Workers’ Comp Award Affirmed by Appellate Division in Unusual Appeal and Trial with Pro Se Petitioner

10.04.21

Category: New Jersey

In an unpublished decision by the Superior Court on September 30, 2021, the Appellate Division affirmed an Order from the Workers’ Compensation Judge (WCJ) finding a 25% permanent partial disability following a work-related motor vehicle accident. While the facts and the eventual decision to affirm were not terribly unusual in Morales v. Advanced Auto Parts, A-0557-20 (App. Div. Sep. 30, 2021) it was unusual that the petitioner proceeded pro se on appeal.

The facts of the case reveal that the petitioner sustained a head contusion, neck, and upper back strains. After failed conservative treatment, the petitioner underwent an anterior cervical discectomy and fusion on January 24, 2013. The petitioner was evaluated by 2 experts on behalf of the respondent. The expert neurologist, Dr. Lomazow, found no evidence of residual neurologic permanency. The orthopedist, Dr. Mercurio, found 15%, attributing 10% to the cervical spine and 5% to the lumbar spine.

Before the petitioner had an opportunity to be evaluated by her own experts, she was involved in a second motor vehicle accident unrelated to her employment on May 26, 2015. Only after this accident did the petitioner undergo evaluations with her own experts. The petitioner’s expert found an aggravation of both her neck and back as a result of this more recent accident.

The petitioner testified at trial. The parties waived testimony by the experts and submitted all reports into evidence. Ultimately, the Judge awarded 25% of partial total disability; 15% to the cervical spine and 10% to the lumbar spine. He felt that there were inconsistencies on examination and some exaggeration of the petitioner’s complaints. The Judge found the petitioner’s disability “greater overall” due to the subsequent 2015 accident.

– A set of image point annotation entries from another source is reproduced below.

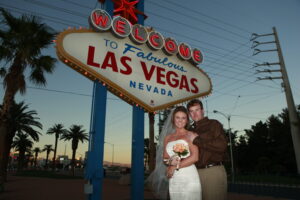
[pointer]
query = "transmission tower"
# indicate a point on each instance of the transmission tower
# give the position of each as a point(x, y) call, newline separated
point(293, 117)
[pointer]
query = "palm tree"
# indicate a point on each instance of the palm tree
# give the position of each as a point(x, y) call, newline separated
point(58, 130)
point(21, 43)
point(22, 121)
point(36, 151)
point(48, 148)
point(76, 134)
point(22, 144)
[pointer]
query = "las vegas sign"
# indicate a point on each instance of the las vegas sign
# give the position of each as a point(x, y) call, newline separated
point(136, 64)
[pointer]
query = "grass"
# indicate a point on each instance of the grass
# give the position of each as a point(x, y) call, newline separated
point(45, 174)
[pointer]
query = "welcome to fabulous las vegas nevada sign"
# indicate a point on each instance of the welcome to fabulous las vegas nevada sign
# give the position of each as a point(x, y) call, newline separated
point(135, 63)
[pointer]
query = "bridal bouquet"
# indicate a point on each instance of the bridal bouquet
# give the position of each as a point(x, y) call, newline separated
point(180, 150)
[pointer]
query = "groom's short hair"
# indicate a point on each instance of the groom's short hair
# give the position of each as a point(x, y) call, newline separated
point(194, 102)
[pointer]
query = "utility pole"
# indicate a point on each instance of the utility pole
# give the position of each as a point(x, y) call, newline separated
point(293, 117)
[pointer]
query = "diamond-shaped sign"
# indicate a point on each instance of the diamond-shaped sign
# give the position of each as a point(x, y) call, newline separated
point(135, 72)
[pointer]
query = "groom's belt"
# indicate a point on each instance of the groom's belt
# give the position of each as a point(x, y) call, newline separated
point(212, 165)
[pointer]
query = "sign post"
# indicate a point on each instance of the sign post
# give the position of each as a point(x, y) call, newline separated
point(137, 149)
point(94, 169)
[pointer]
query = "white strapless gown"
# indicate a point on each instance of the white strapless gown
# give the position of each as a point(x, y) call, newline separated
point(185, 183)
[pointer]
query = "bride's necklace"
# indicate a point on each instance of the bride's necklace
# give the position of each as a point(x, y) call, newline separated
point(179, 135)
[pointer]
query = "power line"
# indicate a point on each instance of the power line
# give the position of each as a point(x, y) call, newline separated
point(198, 20)
point(64, 92)
point(202, 14)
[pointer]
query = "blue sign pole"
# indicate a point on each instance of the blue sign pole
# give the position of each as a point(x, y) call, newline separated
point(95, 156)
point(137, 151)
point(137, 155)
point(94, 169)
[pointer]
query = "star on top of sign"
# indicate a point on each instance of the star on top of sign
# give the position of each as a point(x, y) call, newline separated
point(126, 9)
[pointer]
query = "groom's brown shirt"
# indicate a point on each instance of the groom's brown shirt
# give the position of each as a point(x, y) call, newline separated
point(211, 141)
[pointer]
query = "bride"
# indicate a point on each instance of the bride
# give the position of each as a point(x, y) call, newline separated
point(177, 151)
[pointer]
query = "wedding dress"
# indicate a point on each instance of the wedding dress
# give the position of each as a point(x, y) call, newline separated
point(185, 183)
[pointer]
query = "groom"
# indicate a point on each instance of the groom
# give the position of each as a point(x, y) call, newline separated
point(212, 144)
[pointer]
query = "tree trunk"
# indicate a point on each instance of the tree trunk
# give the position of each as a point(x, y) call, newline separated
point(21, 160)
point(2, 158)
point(151, 142)
point(13, 79)
point(7, 151)
point(35, 159)
point(47, 157)
point(73, 162)
point(54, 156)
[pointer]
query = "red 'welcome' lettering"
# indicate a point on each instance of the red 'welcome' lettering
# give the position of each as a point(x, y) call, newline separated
point(100, 19)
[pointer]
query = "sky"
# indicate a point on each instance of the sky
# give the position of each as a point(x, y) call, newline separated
point(220, 28)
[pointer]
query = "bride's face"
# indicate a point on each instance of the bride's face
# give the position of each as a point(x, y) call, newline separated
point(180, 119)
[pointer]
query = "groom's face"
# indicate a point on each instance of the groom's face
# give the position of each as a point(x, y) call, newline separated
point(196, 113)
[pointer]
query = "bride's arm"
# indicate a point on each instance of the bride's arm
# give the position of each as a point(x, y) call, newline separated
point(166, 156)
point(194, 153)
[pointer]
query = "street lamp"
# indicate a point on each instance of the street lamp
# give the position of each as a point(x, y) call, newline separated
point(231, 155)
point(113, 150)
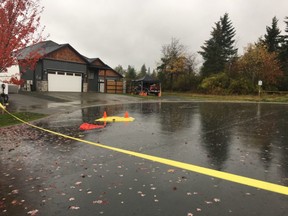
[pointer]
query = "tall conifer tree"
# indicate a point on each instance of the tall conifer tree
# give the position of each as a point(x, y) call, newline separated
point(219, 49)
point(272, 37)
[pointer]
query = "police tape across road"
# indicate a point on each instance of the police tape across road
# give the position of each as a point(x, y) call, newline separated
point(190, 167)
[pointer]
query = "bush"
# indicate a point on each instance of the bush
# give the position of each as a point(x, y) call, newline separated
point(216, 84)
point(241, 86)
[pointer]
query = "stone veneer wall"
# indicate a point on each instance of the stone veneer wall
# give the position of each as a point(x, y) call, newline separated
point(42, 86)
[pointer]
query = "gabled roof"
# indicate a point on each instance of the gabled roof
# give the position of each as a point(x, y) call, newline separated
point(47, 47)
point(42, 48)
point(147, 79)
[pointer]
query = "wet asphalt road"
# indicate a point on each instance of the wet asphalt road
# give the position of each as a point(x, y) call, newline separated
point(49, 175)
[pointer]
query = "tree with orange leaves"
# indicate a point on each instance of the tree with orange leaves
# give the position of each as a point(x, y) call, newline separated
point(258, 64)
point(19, 28)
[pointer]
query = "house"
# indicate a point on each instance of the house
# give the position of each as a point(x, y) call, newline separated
point(61, 68)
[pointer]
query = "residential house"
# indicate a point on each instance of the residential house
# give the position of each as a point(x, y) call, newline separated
point(61, 68)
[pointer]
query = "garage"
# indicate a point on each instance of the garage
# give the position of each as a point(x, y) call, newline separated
point(61, 81)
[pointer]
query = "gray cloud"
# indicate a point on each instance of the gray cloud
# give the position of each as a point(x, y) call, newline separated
point(132, 32)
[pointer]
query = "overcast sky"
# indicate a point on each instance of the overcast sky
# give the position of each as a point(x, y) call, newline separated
point(132, 32)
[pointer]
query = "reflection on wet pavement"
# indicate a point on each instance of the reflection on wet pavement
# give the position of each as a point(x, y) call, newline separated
point(49, 175)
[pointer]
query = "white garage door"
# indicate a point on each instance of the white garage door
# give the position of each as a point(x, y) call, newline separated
point(64, 81)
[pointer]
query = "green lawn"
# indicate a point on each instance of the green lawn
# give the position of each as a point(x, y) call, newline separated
point(7, 120)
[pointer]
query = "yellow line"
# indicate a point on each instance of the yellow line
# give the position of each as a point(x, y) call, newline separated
point(202, 170)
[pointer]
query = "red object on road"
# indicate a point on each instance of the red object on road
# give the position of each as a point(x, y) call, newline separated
point(87, 126)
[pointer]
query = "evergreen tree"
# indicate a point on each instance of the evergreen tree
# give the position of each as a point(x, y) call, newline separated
point(120, 69)
point(283, 58)
point(219, 49)
point(143, 71)
point(272, 38)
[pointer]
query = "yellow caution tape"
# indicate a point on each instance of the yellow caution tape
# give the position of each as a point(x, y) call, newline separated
point(202, 170)
point(115, 119)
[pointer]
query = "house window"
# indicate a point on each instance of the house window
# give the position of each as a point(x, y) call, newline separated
point(91, 76)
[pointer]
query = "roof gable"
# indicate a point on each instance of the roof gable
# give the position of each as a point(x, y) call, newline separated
point(50, 49)
point(66, 53)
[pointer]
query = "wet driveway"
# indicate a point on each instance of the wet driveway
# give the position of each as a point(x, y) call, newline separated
point(50, 175)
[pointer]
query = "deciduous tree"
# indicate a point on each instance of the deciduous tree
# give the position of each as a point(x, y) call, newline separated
point(19, 28)
point(175, 61)
point(259, 64)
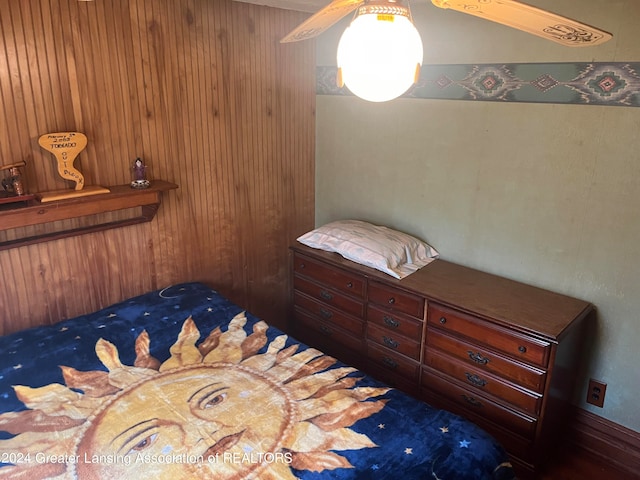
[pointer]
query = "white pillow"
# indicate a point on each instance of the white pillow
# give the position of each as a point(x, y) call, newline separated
point(382, 248)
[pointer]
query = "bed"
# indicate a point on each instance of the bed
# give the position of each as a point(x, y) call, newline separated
point(182, 383)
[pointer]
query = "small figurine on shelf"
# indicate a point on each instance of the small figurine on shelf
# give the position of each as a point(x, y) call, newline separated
point(139, 175)
point(13, 183)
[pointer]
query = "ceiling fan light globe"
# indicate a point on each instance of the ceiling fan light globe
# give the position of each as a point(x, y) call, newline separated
point(378, 56)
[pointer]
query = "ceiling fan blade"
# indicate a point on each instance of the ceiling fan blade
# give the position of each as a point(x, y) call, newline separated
point(530, 19)
point(322, 20)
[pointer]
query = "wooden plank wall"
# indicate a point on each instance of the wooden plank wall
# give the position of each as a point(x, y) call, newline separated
point(201, 90)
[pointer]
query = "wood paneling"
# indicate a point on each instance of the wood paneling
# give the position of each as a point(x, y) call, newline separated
point(204, 92)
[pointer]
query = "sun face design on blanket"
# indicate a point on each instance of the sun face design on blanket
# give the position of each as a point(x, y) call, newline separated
point(216, 410)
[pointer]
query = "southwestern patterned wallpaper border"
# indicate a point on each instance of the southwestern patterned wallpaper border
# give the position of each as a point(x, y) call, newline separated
point(612, 83)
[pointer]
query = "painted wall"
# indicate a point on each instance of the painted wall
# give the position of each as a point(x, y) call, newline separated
point(541, 193)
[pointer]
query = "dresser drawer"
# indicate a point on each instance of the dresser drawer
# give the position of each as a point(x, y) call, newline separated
point(512, 420)
point(395, 322)
point(392, 341)
point(326, 332)
point(393, 362)
point(514, 444)
point(483, 382)
point(341, 280)
point(486, 360)
point(511, 343)
point(351, 305)
point(396, 299)
point(329, 314)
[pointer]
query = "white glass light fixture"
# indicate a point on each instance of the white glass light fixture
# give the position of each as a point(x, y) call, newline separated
point(380, 53)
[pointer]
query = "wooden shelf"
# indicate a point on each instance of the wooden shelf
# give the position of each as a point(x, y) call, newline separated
point(120, 197)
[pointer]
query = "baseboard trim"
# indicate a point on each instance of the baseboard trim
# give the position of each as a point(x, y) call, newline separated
point(614, 443)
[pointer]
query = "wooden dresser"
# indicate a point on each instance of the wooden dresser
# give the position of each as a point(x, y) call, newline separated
point(499, 352)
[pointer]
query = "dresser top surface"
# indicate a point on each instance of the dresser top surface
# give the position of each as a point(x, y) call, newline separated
point(506, 301)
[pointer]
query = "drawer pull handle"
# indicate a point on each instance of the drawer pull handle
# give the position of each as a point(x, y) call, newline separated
point(389, 362)
point(326, 295)
point(389, 321)
point(472, 401)
point(475, 380)
point(478, 358)
point(326, 330)
point(390, 342)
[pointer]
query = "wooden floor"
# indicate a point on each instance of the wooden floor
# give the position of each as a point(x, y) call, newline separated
point(578, 464)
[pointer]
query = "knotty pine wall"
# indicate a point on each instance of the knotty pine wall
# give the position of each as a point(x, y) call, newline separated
point(205, 94)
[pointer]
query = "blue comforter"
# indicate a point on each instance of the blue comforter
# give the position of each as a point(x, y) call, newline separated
point(181, 383)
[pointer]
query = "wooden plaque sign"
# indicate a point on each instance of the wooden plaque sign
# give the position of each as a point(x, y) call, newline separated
point(65, 147)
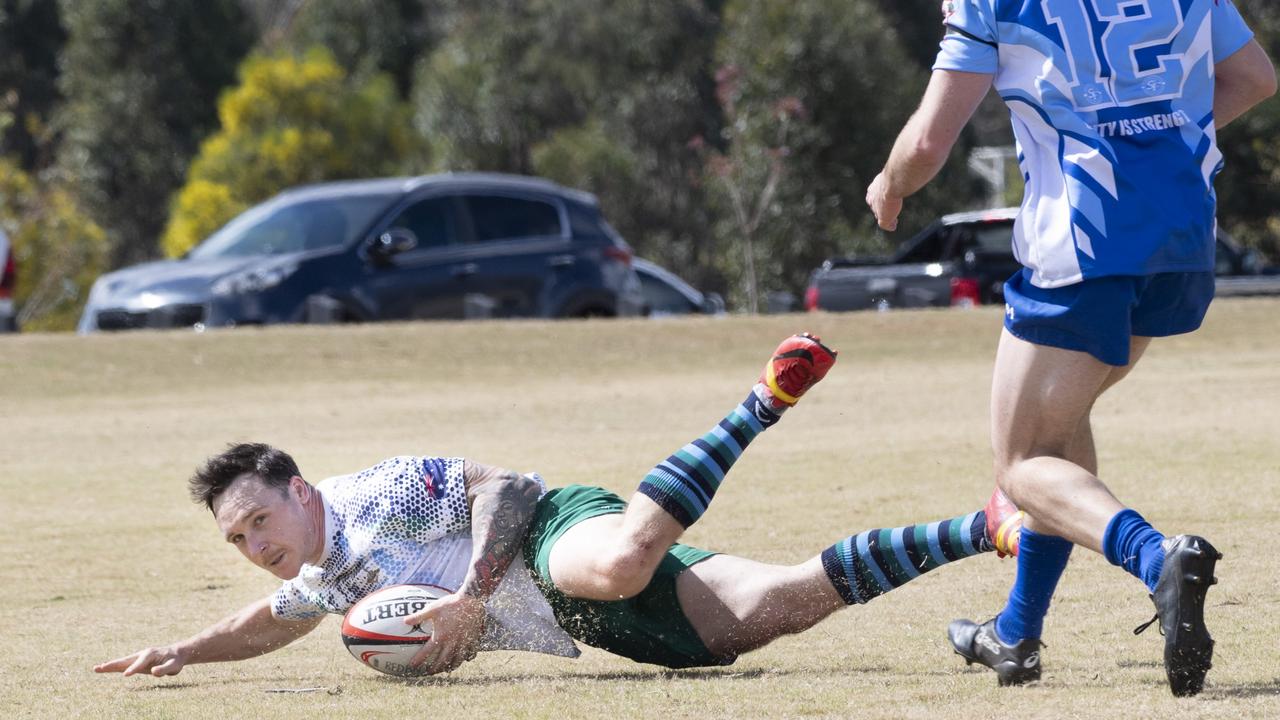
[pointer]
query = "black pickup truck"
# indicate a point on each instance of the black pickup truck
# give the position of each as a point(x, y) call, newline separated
point(964, 260)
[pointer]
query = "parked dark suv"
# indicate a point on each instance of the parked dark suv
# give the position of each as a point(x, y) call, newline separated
point(437, 246)
point(964, 260)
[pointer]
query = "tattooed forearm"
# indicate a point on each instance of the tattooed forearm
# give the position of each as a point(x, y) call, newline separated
point(501, 511)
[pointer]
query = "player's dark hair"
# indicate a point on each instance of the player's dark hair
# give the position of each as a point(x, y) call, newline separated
point(274, 466)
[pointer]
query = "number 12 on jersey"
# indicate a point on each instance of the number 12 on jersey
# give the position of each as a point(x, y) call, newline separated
point(1111, 42)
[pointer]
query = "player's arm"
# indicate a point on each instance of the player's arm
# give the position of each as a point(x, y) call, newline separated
point(251, 632)
point(1240, 81)
point(922, 147)
point(502, 507)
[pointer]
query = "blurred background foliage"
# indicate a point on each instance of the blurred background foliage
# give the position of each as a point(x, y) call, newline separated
point(131, 130)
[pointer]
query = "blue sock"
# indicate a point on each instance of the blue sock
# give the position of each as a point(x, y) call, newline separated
point(1041, 561)
point(1132, 543)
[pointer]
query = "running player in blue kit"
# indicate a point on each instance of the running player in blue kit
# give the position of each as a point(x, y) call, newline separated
point(1115, 106)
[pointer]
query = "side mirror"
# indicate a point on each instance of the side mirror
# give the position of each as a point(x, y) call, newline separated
point(393, 242)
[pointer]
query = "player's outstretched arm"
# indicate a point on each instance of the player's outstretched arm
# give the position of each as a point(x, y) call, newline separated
point(922, 147)
point(502, 507)
point(248, 633)
point(1240, 81)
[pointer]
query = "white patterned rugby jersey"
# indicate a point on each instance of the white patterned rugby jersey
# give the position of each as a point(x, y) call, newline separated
point(406, 522)
point(1112, 108)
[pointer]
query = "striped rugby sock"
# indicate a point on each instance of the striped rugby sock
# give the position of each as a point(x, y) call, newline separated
point(685, 483)
point(876, 561)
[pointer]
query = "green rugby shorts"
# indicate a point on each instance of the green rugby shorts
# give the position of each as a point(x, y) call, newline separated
point(647, 628)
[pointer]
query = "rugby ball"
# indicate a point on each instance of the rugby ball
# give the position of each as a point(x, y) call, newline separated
point(375, 633)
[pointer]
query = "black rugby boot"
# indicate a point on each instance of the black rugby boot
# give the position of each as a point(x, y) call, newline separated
point(1014, 664)
point(1179, 597)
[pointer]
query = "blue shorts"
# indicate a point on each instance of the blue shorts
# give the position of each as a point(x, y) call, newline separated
point(1101, 315)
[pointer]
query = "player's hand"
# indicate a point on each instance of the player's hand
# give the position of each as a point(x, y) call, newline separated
point(886, 206)
point(155, 660)
point(457, 623)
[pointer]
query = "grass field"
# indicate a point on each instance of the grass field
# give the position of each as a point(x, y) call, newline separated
point(106, 555)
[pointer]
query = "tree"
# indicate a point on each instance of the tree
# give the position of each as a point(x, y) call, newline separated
point(1248, 188)
point(366, 36)
point(291, 121)
point(58, 249)
point(603, 95)
point(845, 65)
point(141, 81)
point(32, 37)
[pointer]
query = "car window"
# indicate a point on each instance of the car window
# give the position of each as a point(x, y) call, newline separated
point(927, 249)
point(432, 220)
point(283, 226)
point(992, 238)
point(583, 222)
point(502, 218)
point(661, 297)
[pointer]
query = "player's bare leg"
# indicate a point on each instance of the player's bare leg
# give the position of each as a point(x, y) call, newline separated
point(1047, 464)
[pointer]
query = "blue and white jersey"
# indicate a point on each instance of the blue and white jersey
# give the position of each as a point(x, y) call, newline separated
point(1112, 109)
point(407, 520)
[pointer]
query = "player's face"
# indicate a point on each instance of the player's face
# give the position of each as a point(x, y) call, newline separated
point(273, 528)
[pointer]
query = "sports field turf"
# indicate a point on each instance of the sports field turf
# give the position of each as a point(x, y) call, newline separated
point(104, 554)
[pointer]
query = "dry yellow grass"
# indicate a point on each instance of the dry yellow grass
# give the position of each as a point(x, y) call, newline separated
point(104, 554)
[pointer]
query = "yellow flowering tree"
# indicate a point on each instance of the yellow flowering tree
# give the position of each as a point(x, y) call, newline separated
point(291, 121)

On appeal, the pro se petitioner raised somewhat bizarre issues including the following:

  1. The WCJ did not consider her permanently disabled (this was rejected since the petitioner was able to return to work after the claimed accident);
  2. That her testimony was incorrectly translated by the interpreter (also rejected by the Court);
  3. That she was disabled as a result of the 2011 accident and not the 2015 accident (evidence contradicted by her own experts);
  4. That her attorney did not present all proofs relative to her disability (rejected by the Court with a submission of all appropriate medical records by her attorney);
  5. That outstanding hospital bills and her need for future medical treatment is still the responsibility of the employer. Also rejected since the evidence was clear that the petitioner suffered an aggravation of her neck and back as a result of the 2015 accident.

Ultimately, the Appellate Division gave deference to the decision of the WCJ as they are required to do noting that the decision was based upon substantial credible evidence in the record.

Comment: When a petitioner proceeds pro se, the proceedings in the litigation are often awkward and proceed in an unusual fashion. Here, the WCJ did an excellent job of evaluating and summarizing all medical records and the evidence. The WCJ is not bound by the opinions of the medical experts but can reach his or her independent conclusion based upon their years of experience. The finding that the petitioner’s disability is “greater overall” is significant in that the exposure for the respondent in the future is likely foreclosed. This is often a method of settling a case without proceeding under Section 20 of the statute (full and final settlement) when the petitioner is involved in a subsequent accident to the same parts of the body causing an aggravation of same. This case also emphasizes once again the deference the Appellate Division provides for the WCJ’s assessment of the evidence and credibility of the witnesses.